これだけ貝殻と魚がたくさん出土していると、魚介類だけ食べていた感じがしますが、人骨を調べると山の幸を利用していたということがわかるんです。魚介類は多いですが半分近くは植物質の食べ物を食べていて、土の中の花粉を調べると栗の花粉ばかりなんです。ということはそこが栗林だった証拠です。栗は縄文人にとって重要で、実もそうですが、家の建材としても丈夫でいい材料なんです。竪穴住居は土屋根だとわかっていますが、その土を屋根にかける。その時の柱は栗の木なんです。つまり、縄文人にとって栗は非常に重要だったことが分かります。縄文人はちゃんと栗の木を管理をしていました。下草を切って太陽の光があたるようにして、あまり密生しないようにしていました。密生していると実がつかなくなってしまうから、管理してあげないといけない。遺跡から出る栗は大きさが揃っているんです。また、栗はアク抜きが必要ない。粉にして食べれば保存が効きます。
もう少し後の縄文の中期になると栃の実も利用するようになります。栃の実はかなり食べる部分が多いのですが、アク抜きが必要で、ちゃんとその作業をやっています。縄文人は魚介類、旬の魚を獲っていますが、もう一方でちゃんと山を管理していたことも分かっています。家を高いところに作って、周辺に里山をもって、そこに家を作って生活していたんです。
現在の日本の食文化は、ほとんど縄文人が作った食文化や伝統の上に生活が成り立っていますね。日本の基層文化は縄文だといえます。

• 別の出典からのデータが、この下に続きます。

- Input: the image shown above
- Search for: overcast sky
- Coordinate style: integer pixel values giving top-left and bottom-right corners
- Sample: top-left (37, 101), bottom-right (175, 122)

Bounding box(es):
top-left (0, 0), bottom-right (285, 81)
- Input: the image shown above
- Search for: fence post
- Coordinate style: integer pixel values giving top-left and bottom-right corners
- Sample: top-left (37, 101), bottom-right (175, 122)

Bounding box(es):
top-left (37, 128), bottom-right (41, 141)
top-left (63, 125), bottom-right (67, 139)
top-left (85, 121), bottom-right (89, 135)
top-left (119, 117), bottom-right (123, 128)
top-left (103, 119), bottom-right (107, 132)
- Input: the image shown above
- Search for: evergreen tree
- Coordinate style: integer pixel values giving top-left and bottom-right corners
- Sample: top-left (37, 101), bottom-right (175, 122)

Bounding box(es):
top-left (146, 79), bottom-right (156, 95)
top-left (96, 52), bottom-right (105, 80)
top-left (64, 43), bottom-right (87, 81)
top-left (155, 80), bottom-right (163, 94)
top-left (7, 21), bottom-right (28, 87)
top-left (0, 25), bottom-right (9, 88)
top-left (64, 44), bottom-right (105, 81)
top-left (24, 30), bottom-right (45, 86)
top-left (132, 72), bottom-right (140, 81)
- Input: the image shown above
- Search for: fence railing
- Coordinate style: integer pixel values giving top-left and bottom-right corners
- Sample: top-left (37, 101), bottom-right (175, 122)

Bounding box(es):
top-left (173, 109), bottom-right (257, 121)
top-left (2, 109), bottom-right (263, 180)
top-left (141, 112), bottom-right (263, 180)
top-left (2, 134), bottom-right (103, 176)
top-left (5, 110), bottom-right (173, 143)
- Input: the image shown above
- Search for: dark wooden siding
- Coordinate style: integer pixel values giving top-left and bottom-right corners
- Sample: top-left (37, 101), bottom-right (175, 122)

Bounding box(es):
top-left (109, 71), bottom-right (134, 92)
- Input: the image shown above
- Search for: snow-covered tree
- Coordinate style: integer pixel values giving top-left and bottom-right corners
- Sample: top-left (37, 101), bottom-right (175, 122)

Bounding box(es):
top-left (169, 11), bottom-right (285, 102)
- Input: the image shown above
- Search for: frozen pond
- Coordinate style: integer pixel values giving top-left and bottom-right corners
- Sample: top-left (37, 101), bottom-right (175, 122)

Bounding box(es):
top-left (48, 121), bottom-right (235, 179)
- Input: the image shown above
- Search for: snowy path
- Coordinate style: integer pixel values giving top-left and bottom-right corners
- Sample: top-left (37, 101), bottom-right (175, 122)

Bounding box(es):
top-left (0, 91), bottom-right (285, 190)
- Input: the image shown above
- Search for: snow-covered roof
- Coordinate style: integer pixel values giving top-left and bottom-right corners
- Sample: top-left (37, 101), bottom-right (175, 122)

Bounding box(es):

我々日本人は4000年前から、ずーっと里山とともに生きていたんですね。
ちなみに、奥松島の縄文人はじめ本州の縄文人は、栗の粉を使ったクッキーやパンを食べていたため、世界の狩猟採集民と比べて、「虫歯率」が高かった、なんて話もあります。
そしてもう一つ。縄文人たちの貝塚は、私たちに大切な教訓を伝えてくれているんです。

◆縄文人の防災意識
貝塚は村の台地の斜面にあります。斜面の下には津波は来ていますが、縄文人が住んでいるのは一段高いところなので津波はほとんど及んでいません。今回も10mの津波が来ましたが、それより一段高い所ということがあったんじゃないかと思うんです。里山・里海を活かした生活、自然と共生する生活をしようと場所を選ぶと、台地の上なんだと思います。それが近世くらいになって、漁師の生活になると山には住まず、海のそば、船のそばに暮らす。今回の津波では江戸時代以降にできた海のそばの集落はみんな流されてしまいました。一方、縄文以来の高台 里浜はほとんど流されなかった。これは里浜だけでなく松島湾全体にいえます。松島湾にはたくさんの貝塚があるが、対岸や松島の貝塚もその時期はどういうわけか一段高いところに移っています。そして同じ時期に低いところに移っています。おそらく気候が寒くなって海が引いたときに少しでも海に近い所によっていったんだと思います。ただそれでも絶対に海のそばではなく一段高い台地の上で生活しているんですが、目の前に津波が来るのを見るとより高いところに。そういう防災意識はあったんじゃないかなと思いますね。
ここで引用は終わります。